Output might look like:
```
Eigenvalues: [5.37228132 -0.37228132]
Eigenvectors: [[ 0.41597356 -0.82456484]
               [ 0.90937671  0.56576746]]
```

- **Eigenvalues**: `[5.37, -0.37]`
- **Eigenvectors**:
    
   $$ \begin{bmatrix} 0.415 & -0.824 \\ 0.909 & 0.566 \end{bmatrix}$$
   

#### Summary:

- **`det(matrix)`** computes the determinant of the matrix. If the determinant is non-zero, the matrix is invertible.

- **`inv(matrix)`** computes the inverse of the matrix. The inverse exists only if the determinant is non-zero.

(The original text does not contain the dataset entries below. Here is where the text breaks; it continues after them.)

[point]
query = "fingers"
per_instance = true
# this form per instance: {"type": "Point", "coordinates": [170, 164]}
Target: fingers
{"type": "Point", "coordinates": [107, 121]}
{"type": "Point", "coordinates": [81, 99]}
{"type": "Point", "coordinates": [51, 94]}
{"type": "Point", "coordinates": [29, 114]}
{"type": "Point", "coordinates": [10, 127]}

- **`eig(matrix)`** computes the eigenvalues and eigenvectors of the matrix, which describe its transformation properties in linear algebra.



#### Random Numbers with NumPy
NumPy has a submodule np.random for generating random numbers, useful for simulations and testing machine learning models.


In [24]:
# Generate an array of random numbers
random_numbers = np.random.rand(5)
print(random_numbers)

# Generate a 2D array of random integers between 1 and 10
random_integers = np.random.randint(1, 10, (3, 3))
print(random_integers)

# Set a seed for reproducibility
np.random.seed(42)
print(np.random.rand(3))  # Same result each time


[0.19639042 0.35444646 0.81336595 0.24784955 0.45861133]
[[2 9 3]
 [1 6 7]
 [2 6 6]]
[0.37454012 0.95071431 0.73199394]


##### Conclusion
NumPy is the backbone of numerical computation in Python and plays a crucial role in data science and machine learning. Its ability to handle arrays, perform mathematical operations, and interact with other libraries makes it indispensable for data scientists. Understanding NumPy is essential for mastering data manipulation and performing efficient numerical computations in your data science journey.